Хотя немало Тимуровых воинов полегло в сумятице, эти сотни сумели выправиться, поднять головы, перестояли. Перешагнули через ряды дамаскинов, вклинились в их строй и с облегчением вслед за тем опрокинули навзничь, пока конница Халиль-Султана все еще проталкивалась на поле, переступая через тела своих раненых и павших, через потери, каких давным-давно не случалось в столь недолгой битве.
Выбравшись через немалое время, дотянувшись наконец до врага, с диким воем, со свистом, от которого не только кони, но и слоны приседали, конница Халиль-Султана, предшествуемая его позвякивающим бунчуком, забрала верх и пошла между обессилевшими, сторонящимися ватагами дамасского войска, по телам дамаскинов, врубаясь в ряды сопротивляющихся и деля их множество на части.
Стороной, справа и слева, убегали уцелевшие пехотинцы, накрываясь щитами. Впереди, посверкивая на закате уже ненужной сталью, покидала битву дамасская конница, повевая по ветру вперемежку белыми и синими бурнусами, заметенная красной пылью заката.

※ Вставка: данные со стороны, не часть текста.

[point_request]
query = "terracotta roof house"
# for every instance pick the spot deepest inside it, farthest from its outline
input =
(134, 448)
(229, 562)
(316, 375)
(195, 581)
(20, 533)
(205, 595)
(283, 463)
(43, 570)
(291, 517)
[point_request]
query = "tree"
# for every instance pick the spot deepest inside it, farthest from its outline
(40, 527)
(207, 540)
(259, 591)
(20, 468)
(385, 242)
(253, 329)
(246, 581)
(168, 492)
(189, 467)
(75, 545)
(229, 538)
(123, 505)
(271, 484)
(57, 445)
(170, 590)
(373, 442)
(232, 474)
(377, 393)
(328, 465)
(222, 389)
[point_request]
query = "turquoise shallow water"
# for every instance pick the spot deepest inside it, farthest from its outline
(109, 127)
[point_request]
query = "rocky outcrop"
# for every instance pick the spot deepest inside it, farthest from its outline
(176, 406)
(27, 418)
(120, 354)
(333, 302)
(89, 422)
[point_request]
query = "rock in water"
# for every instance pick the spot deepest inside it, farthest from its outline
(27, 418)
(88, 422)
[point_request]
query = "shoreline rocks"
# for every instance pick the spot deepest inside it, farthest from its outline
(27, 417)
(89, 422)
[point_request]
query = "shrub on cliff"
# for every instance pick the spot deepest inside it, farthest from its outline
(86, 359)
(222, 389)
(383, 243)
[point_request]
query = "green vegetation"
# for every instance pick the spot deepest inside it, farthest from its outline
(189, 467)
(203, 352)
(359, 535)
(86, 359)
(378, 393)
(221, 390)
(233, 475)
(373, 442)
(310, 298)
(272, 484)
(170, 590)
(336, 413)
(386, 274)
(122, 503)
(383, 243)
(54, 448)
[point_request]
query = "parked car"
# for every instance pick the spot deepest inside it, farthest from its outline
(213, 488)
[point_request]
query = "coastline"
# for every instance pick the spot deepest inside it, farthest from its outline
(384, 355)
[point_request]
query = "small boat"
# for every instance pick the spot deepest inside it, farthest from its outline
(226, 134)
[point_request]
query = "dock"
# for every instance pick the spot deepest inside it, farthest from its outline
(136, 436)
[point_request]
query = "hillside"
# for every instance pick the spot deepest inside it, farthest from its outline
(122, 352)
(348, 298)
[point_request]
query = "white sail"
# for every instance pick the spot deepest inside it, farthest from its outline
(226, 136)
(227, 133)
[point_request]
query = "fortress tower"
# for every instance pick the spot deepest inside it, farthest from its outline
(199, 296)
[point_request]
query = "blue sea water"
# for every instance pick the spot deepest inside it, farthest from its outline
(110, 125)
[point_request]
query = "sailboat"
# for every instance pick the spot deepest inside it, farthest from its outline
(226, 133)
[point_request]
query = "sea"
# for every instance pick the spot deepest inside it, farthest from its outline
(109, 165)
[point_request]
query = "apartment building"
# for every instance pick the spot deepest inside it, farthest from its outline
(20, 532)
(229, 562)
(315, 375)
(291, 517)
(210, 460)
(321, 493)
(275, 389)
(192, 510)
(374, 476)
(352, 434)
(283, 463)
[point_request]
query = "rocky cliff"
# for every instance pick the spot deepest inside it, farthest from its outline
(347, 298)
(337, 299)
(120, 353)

Но после столь неслыханного их натиска, после беспечных их дудочек и после их дерзкой пересмешки в самом разгаре сечи, чего никогда не видывали Тимуровы воины, преследовать эти уходящие войска было боязно. Казалось, не будь там второго войска, более могущественного, эти не вели бы себя так, словно у каждого припрятана где-то под седлом запасная душа.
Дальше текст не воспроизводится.